枯山水
掌篇。 第十一輯。
方丈の縁側に坐る。ぼうっと枯山水の庭を眺めていた。気のせいか、心が清澄になって逝く。きよらかなやすらぎがただしい。
天易氏は僕の隣に坐した。
「いつ見てもいい、石、白砂、苔。この世の全てが在る」
この世の全てが在るって、どういうことなのか、訊いてみたかったが、氣力が湧かなかった。
くだらないこと、空だの、無だの。ありもしないことを考えるなんて。
現実問題に対して役に立たない理念や真理など少なからずあるが、空ほど虚しいものはあるまい。
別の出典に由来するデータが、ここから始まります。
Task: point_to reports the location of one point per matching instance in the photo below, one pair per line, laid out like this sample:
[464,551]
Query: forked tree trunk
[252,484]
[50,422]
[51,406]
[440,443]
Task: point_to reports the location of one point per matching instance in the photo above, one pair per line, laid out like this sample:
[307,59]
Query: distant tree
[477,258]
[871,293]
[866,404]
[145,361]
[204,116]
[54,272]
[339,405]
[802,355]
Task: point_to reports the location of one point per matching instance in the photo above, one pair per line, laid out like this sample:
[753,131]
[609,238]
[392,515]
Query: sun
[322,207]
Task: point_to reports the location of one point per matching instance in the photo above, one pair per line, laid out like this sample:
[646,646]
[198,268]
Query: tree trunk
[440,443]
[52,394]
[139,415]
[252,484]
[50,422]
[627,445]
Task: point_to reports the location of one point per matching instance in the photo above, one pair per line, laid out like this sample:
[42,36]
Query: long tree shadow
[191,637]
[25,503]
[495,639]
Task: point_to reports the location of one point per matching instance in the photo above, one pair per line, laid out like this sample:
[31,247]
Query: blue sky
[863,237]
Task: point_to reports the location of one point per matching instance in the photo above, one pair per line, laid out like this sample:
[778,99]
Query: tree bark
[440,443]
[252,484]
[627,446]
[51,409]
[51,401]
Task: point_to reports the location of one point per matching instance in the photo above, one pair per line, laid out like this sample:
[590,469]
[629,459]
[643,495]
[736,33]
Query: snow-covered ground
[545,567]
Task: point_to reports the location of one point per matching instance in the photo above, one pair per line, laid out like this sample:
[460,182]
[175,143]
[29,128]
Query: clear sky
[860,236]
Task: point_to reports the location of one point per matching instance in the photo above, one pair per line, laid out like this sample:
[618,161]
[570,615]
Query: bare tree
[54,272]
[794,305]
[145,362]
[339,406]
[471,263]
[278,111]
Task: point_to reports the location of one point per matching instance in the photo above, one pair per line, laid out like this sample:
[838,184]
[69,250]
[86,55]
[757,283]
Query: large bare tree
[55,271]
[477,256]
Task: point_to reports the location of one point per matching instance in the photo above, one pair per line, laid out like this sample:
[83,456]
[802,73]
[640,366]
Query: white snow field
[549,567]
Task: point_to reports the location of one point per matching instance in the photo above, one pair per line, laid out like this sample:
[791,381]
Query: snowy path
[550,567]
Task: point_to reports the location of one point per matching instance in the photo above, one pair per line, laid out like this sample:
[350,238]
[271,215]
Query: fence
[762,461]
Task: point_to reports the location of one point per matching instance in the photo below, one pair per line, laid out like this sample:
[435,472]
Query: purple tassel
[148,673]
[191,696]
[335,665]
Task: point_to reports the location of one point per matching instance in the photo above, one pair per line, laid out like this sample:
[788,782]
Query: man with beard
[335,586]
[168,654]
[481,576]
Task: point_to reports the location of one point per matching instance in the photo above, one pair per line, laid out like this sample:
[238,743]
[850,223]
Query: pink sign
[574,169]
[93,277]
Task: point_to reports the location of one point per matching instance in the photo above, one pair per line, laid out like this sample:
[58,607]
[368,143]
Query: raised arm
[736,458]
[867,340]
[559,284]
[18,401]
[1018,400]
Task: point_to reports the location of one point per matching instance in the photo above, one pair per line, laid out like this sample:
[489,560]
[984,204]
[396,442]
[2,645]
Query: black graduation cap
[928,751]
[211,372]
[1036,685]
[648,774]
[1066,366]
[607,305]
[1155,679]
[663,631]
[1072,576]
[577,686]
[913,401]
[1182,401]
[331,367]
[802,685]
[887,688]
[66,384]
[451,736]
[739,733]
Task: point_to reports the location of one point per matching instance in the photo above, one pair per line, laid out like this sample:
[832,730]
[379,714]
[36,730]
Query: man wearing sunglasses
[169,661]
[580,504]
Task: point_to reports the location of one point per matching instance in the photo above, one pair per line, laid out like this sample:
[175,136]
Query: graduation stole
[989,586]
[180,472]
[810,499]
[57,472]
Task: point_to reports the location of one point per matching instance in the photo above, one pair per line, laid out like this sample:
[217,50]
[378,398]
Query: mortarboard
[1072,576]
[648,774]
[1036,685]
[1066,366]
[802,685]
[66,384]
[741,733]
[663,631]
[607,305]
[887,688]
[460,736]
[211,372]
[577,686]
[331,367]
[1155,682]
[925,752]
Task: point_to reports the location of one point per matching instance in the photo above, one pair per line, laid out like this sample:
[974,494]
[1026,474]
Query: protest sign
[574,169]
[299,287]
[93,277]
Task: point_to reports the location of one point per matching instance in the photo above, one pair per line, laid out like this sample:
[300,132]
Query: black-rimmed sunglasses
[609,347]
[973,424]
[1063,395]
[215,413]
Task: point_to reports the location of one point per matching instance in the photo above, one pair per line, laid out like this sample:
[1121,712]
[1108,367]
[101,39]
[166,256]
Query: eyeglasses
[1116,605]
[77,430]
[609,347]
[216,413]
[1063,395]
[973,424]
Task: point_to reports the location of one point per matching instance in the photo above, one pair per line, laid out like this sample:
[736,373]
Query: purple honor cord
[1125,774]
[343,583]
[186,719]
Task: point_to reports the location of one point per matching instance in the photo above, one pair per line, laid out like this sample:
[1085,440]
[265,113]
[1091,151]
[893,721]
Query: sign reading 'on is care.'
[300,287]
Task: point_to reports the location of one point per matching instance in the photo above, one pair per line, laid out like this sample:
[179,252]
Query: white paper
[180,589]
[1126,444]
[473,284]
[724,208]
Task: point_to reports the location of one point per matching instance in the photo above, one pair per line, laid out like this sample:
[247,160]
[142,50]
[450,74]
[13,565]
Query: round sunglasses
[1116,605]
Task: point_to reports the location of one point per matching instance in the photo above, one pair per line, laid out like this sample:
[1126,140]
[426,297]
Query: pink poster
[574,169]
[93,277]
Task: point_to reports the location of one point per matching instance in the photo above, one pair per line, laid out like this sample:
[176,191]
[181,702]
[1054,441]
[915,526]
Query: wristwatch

生きていくための役に立たない。喰っていくための役にも立たない。誰もが顧みなくなったのは、当たり前だ。つまらないこと、くだらない。
そうやって舎(捨)置除却すればスッキリする。
心地佳いさやかなことは善いことだ。かろやかで、あかるいことは正しい。さわやかなことは義である。僕は清々しい気持ちで、
「そうですね。なンもなくって、とってもいいです。まるで」
大義も意味も理由もない、何ものであるかも得られぬ、得体の知れない、ただ、在る丈の、僕らが生きている現実みたいに、ただ、在ったことが事実で、起こったことが真実という丈の、ただ、出たとこ勝負の、世界・今生きている現実みたいに、って言おうとして恥ずかしいからやめた。意味不だし、流石に気障過ぎであろう。
「乾坤の全てが在る」
天易氏はそう言い切った。僕は全無視もいかがなものかと思い、何か言おうとしたが、その前に真兮氏が、
「そもそも、宇宙開闢とは何か」
何とか対応せねばと思い、
「何でしょうね」
「もし、宇宙開闢以前に」
「開闢以前に?」
「物質がないとしたら」
「なるほど、なかったかもしれません」
「空間もないとしたら」
「空間のない状況を空想にすらも浮かべることができませんが、そうかもしれません」
「時間もなかったとしたら」
「ううん、物質も空間もなかったならば、変化も運動もないから、遷移がなくて、時間は存在しなかったかもしれませんね」
「時間がなければ、時点がない」
「それはまあ、確かに」
「ビッグバンが起こった時点は特定できない」
「っていうことになるんですか」
「それは今であってもよく、未来であってもよい」
「うむむ、それは」
「時点がなければ、原因も結果も関係ない。因果関係がない。物理も法則もない」
「なるほど」
「何かが起こるのに原因がいらない。因果律や法則や物理に束縛されていない」
「自由ですね」
「という以前に、そもそも、状態がない」
「ちょっと、わかりません」
「それは、あたかもこの枯山水の庭のように、空である」
「いや、全くわかりません」
「空とは、一切のタブーを破る、桁外れな、狂気のような奔放、無制限で、無際限な自由、狂裂な自在、狂奔裂であると言える」
「・・・・・・・・・・・」
「空とは、何が起こってもおかしくないことだ。何であってもおかしくない。空き缶や古くて廃れた道の風雪に蝕まれて毀たれた道祖神石像や缼けた李朝の茶碗だ。錆びたガードレールや工場の煙やテキサスの乾燥した空気やティータイムの安らぎだ。潮の干満や燦めく天の河や天穹の公転だ。
だからこそ、宇宙は唐突に開闢したのかもしれない。それはもう、あらぬ。その状態は空想すらも遙かに及ばない。
そして、それはその自由度から鑑みて、今現在のことですらある」
でも、彼の説が成立するためには、言語と概念が正しいという前提が必要だし、ロジックという方法が正しくなければならないし、世界や宇宙という事実が我々が見たとおりであることが条件となるが、それらを証明することは不可能だし、そもそも、証明や検証がなぜ正しいかを〝証明・検証〟しなければならないし、これらの主張もまたロジックに依拠して成立するが、ロジックも〝証明・検証〟しなければ・・・・・・と考えるのもロジックなので・・・・・・あれ?
まだ黎明前の蒼い時に起きた。コーヒーを淹れ、古いジャズを聴いた。チャーリー・パーカーやディジー・ガレスピーやマイルス・デイビスなどだ。きよらかなやすらぎがただしい。
理に遵う限り、未遂不收の宙ぶらりんに陥るので(まあ、別にそれでもいいんですが、きっと気分は好くないと思いますので)、ただ、呼吸を清澄にし、十全の氣を以て泰然自若、踵や背で息をし、清み明けくあれば善いのではと感じています。理による西欧の哲学を超える東洋の哲学。